Le monde yiddish, Olivier Peyroux et Arnaud Nebbache, Éditions Gallimard

Jan 8, 2025 #Gallimard

C’est un petit bijou que nous proposent le sociologue spécialiste des migrations Olivier Peyroux et l’illustrateur Arnaud Nebbache. Le monde yiddish est une plongée dans un univers quasi anéanti par la Shoah et qu’ils font revivre. Ce bouquin haut en couleur est probablement destiné aux adolescents car il est publié chez Gallimard Jeunesse, mais il enrichira tous les adultes qui le consulteront. Olivier Peyroux explique dans l’introduction qu’il doit ce voyage au sein d’une civilisation millénaire à son grand-père, dont il découvrit encore enfant qu’il était juif.
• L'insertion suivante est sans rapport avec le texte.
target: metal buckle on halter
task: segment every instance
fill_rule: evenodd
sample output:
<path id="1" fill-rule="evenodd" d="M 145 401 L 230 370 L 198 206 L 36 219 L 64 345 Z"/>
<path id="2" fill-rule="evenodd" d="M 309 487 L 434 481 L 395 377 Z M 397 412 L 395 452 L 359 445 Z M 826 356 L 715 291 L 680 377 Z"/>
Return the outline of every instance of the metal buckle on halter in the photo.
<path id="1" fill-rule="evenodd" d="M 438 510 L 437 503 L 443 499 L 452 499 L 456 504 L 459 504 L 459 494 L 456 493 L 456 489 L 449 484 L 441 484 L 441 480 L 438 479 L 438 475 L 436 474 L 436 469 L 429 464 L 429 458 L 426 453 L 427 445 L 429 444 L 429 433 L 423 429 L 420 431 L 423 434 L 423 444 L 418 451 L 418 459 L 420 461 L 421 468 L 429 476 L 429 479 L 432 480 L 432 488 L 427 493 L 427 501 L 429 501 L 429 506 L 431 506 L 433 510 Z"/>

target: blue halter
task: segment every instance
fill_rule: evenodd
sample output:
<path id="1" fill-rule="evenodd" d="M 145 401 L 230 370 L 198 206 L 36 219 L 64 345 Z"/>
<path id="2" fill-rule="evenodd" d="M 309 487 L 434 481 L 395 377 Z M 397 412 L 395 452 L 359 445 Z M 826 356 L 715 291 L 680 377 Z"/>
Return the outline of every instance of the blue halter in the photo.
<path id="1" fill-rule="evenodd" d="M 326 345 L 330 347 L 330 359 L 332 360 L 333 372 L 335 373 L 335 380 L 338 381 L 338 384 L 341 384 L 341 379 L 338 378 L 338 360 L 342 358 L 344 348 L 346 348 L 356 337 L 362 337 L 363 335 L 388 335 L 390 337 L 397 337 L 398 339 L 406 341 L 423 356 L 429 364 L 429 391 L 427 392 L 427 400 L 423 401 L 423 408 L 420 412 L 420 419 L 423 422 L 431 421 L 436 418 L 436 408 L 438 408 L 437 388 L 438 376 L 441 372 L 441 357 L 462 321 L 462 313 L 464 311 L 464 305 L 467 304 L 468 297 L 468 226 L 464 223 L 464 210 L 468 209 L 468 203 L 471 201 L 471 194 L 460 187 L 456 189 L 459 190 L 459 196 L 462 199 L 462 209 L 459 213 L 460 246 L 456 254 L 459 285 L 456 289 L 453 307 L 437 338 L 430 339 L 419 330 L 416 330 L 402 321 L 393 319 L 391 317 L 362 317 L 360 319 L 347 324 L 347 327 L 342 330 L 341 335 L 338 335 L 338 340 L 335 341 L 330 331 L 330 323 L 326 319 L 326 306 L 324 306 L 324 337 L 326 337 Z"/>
Il n’en savait pas beaucoup plus parce que son aïeul s’était contenté de lui dire qu’il venait de Czernowitz une ville aujourd’hui ukrainienne et « qui avait changé quatre fois de pays ». Mais il ne lui raconta rien des raisons de son départ avant la guerre, ni de ceux qui envoyèrent sa sœur en Sibérie. Alors Olivier Peyroux partit à la recherche de ce monde qui n’eut ni territoire ni chef. Un univers fait de débats et de disputes, de musiques, de Dieu, d’humour, et surtout de sa langue. La civilisation yiddish nous a légué des richesses dont nous ne connaissons que rarement l’origine : Hollywood, Broadway, le surréalisme et même les super-héros. On ressort de cette lecture rasséréné en se disant que tout n’a pas disparu. Qu’Olivier Peyroux en soit remercié.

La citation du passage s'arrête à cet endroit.